Multiple former employees at Cambian accused the company of putting profits over the needs of children, and that they had to fight for even the most basic necessities such as toilet paper and soap, and that managers at monthly meetings grilled them over expenses and constantly pushed for ways to cut costs. Cambian responded to these allegations by labelling the staff as "malcontents", and claimed that toilet paper and other items posed a "safeguarding risk" to children with learning disabilities and autism. The Times journalists also found that Cambian had made increased profits for its shareholders despite many of its homes being rated as the worst in the UK.

==Cambian Education==
Cambian Education's main focus is to assist young people who have difficulties in accessing learning. They have a variety of special schools and vocational centres along with at-home education for young people with complex difficulties. They help to educate young people who present emotional and behavioural challenges, those with more complex needs including autism, and for young people who have experienced abuse. Ages range between 6–19 years.

==SACCS==
Sexual Abuse Child Consultancy Services (SACCS) is part of the residential care provision for children. SACCS assists abused children through therapy. One aim of SACCS is to suggest the idea that a lot of children and young people in care today are fostered, but for those who have suffered severe trauma this may be increasing problems and leading to fostering breakdown and multiple moves. They wish to help children come to terms with their experiences by addressing the conflict between the child's chronological and emotional ages and by working at the child's pace. For SACCS, recovery means 'when the child has internalized their attachments and consolidated their emotional development to a point where these can be successfully transferred to other environments and relationships. The child is then deemed to have the potential to achieve full ability in all aspects of their life.'

==Cambian Foster Care==
Cambian Foster Care is a fostering agency based in Midlands, North West, South West and Yorkshire providing a service for young people who are unable to stay with their birth parents.

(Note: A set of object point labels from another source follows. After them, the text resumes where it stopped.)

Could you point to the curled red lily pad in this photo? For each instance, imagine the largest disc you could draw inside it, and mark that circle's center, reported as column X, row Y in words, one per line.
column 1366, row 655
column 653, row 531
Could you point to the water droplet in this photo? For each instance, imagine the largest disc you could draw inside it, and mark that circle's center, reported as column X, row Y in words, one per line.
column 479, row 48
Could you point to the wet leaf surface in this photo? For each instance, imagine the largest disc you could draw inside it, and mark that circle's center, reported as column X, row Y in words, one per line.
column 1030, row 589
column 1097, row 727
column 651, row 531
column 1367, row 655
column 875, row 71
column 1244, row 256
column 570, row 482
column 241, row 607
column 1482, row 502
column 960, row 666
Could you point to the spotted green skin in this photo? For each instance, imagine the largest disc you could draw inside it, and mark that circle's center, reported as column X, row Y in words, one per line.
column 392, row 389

==Advanced Childcare Ltd==
Advanced Childcare Ltd merged with Cambian in 2014. Based in Stockport, it was the largest provider of specialist care and education for children in the UK, with revenues of over £50m. Advanced Childcare had 155 children's homes and 474 beds. The company offered care pathway services ranging from CSE homes, solo homes, complex needs homes, small group homes, group homes to post-16 homes. They also offered therapeutic, residential, fostering and special education services. They aimed to enable Looked After Children to gain the skills and confidence to progress from specialist residential homes to family placements, such as fostering, or independent living.

Advanced Childcare was founded in 1996 by Riz Khan. Formerly owned by Bowmark Capital, it was sold for £28 million to private equity group GI Partners in March 2011. In September 2011 it bought the privately owned Clifford House, which operated 13 children's homes, for £10 million. By May 2012, Advanced Childcare operated 143 children's homes and 15 special schools, employing 1,400 people.